Analysts, however, recon that for this project to be successful, the requisite last mile connectivity and connection to major road arteries must be well-coordinated to ensure faster evacuation and delivery of cargo into and out of the depot.
Apart from road network, John Kirimi, an independent analyst, says other challenges will crop up unless the concerned ministries and stakeholders put their act together. “For example, some cargo coming into bonded warehouses usually have big challenges, while others might have their duty paid in Mombasa. How these will be marshaled at the yard could be a nightmare,” he said.

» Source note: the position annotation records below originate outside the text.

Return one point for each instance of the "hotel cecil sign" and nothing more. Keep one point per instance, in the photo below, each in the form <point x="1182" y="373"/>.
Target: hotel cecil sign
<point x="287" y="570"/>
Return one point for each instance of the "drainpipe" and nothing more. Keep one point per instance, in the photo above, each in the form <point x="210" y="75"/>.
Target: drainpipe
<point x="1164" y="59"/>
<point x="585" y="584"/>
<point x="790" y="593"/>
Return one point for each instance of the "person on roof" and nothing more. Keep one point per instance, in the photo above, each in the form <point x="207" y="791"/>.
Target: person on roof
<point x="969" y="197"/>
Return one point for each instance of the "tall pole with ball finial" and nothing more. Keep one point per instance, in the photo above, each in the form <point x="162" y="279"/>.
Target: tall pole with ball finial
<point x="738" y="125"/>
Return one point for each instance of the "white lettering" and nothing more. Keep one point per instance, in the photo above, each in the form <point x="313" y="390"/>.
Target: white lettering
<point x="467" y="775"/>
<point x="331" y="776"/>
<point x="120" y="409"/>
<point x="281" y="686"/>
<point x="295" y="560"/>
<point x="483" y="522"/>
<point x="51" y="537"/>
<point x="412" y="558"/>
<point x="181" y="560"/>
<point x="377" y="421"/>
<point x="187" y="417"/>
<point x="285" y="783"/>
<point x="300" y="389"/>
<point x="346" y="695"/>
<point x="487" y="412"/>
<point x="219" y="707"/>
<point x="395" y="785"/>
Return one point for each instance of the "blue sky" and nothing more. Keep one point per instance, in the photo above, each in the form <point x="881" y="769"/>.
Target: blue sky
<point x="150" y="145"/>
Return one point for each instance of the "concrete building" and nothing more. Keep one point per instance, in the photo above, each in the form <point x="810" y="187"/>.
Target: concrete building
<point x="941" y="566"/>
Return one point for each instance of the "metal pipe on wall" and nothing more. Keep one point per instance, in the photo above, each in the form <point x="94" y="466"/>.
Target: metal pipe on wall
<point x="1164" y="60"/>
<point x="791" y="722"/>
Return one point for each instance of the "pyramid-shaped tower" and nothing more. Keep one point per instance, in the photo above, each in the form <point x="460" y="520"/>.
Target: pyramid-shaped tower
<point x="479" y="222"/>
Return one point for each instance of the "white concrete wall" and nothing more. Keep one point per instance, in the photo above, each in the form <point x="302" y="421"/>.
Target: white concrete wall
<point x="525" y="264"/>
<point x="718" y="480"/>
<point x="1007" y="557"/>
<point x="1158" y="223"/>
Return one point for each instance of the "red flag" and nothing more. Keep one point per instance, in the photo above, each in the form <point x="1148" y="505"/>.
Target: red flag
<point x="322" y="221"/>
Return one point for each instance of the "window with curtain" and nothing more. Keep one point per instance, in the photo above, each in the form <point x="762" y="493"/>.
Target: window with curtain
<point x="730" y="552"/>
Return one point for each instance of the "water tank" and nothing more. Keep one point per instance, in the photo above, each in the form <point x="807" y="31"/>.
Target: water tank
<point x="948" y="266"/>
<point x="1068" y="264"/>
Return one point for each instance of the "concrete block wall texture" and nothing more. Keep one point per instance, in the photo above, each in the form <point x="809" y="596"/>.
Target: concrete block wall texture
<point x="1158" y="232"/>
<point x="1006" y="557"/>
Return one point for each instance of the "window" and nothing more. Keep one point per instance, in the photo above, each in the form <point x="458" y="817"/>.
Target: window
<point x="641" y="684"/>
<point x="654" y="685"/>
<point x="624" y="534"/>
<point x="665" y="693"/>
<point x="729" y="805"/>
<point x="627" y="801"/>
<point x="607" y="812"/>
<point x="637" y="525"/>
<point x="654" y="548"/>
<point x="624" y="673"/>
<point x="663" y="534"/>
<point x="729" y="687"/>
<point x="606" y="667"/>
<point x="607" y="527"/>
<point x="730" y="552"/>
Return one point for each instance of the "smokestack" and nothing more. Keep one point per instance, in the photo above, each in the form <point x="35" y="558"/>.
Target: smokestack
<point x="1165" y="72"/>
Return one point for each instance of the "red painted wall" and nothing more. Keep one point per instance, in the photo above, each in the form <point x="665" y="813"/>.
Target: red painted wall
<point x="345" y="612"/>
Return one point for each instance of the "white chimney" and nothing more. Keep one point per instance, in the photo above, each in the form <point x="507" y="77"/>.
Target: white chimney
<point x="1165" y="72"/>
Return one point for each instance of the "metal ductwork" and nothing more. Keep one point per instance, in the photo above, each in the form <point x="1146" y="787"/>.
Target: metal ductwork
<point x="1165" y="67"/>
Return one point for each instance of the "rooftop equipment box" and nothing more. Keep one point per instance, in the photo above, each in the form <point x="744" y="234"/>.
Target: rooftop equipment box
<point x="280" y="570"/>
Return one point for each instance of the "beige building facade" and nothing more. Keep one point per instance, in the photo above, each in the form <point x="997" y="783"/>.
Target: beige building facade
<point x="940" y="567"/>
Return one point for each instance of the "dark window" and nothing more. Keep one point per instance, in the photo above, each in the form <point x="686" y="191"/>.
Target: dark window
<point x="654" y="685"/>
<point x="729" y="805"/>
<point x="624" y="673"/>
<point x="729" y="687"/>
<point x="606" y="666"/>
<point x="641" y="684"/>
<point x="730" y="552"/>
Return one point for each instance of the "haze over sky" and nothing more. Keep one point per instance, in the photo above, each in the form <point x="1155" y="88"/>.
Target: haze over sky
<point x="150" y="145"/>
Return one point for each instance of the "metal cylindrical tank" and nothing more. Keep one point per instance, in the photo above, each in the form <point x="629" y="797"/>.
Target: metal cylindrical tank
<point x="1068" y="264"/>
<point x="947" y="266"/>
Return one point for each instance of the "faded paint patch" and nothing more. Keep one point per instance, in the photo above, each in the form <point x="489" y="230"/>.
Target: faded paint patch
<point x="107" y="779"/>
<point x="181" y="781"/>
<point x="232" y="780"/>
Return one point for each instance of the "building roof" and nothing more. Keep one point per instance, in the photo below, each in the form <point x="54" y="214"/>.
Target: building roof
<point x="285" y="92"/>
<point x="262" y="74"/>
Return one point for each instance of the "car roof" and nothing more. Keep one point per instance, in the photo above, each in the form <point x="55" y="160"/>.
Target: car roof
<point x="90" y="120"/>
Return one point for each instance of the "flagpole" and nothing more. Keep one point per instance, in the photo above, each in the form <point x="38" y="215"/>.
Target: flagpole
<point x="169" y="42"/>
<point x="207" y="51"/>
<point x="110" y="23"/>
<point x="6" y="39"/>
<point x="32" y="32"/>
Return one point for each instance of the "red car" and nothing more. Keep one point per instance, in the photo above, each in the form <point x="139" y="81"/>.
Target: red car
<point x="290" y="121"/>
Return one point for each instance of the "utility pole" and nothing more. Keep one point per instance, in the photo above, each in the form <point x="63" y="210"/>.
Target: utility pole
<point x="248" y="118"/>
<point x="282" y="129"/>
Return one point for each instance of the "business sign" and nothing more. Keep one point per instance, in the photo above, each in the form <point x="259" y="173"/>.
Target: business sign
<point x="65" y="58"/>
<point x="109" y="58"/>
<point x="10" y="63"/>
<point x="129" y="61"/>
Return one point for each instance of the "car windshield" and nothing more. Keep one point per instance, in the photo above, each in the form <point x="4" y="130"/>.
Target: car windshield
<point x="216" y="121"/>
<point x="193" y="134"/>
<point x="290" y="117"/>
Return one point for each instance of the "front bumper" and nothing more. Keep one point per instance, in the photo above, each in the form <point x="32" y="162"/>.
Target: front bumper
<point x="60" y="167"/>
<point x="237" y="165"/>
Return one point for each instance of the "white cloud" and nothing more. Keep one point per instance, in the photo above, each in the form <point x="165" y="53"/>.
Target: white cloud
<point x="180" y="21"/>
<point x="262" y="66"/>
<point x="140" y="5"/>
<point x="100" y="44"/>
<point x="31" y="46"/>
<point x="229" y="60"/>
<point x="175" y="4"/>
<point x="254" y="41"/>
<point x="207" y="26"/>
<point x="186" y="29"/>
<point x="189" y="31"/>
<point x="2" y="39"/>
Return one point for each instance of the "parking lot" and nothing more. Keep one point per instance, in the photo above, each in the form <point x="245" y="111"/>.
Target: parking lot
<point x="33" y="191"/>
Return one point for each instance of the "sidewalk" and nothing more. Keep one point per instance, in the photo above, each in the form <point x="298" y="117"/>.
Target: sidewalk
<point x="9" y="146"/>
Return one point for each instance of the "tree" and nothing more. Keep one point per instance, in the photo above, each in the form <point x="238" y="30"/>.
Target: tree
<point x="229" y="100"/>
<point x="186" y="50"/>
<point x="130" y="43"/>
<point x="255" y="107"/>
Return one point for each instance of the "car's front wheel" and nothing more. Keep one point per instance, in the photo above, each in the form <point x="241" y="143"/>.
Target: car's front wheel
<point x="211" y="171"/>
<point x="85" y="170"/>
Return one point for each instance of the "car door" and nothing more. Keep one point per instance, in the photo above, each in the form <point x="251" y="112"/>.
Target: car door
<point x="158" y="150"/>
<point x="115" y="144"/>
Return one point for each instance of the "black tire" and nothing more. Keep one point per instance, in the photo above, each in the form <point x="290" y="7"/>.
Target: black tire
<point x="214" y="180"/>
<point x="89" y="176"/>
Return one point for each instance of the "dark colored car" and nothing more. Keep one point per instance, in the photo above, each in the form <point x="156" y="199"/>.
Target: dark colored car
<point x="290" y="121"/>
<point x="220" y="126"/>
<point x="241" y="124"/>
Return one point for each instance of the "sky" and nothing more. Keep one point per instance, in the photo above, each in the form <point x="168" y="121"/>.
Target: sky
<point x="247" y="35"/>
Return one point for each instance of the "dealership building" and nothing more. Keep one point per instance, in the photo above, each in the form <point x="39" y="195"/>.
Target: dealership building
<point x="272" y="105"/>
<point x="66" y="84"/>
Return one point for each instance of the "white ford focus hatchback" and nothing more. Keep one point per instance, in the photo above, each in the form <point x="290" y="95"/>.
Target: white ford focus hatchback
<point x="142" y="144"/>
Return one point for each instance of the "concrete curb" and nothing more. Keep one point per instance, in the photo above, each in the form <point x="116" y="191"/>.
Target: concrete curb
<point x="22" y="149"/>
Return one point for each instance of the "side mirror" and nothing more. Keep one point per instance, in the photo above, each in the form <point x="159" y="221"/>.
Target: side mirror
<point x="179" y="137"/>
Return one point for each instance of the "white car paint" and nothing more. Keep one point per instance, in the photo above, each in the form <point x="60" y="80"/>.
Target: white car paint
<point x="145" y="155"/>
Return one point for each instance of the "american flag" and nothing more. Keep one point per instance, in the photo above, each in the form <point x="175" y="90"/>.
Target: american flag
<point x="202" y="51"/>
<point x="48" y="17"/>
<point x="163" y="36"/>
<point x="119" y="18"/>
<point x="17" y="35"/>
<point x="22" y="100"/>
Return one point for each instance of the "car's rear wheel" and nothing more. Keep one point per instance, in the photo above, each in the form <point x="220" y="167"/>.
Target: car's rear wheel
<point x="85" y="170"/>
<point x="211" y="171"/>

Kirimi says that to make economic sense, the country must deepen manufacturing to ensure that the facility is busy with incoming and outgoing cargo. Latest reports from the Kenya National Bureau of Statistics indicate the country’s trade deficit widened in the third quarter driven by growth in the import bill of food and petroleum products.
Imports rose to Sh450.9 billion from Sh374.8 billion in the third quarter of 2016. “It is unfortunate that we do not appear to have weaned ourselves from the malady of value addition.
Half a century since independence we are still exporting goods like coffee and tea in raw format. This must change for us to be able to pay some of the bills arising from our mega infrastructure projects,” he said.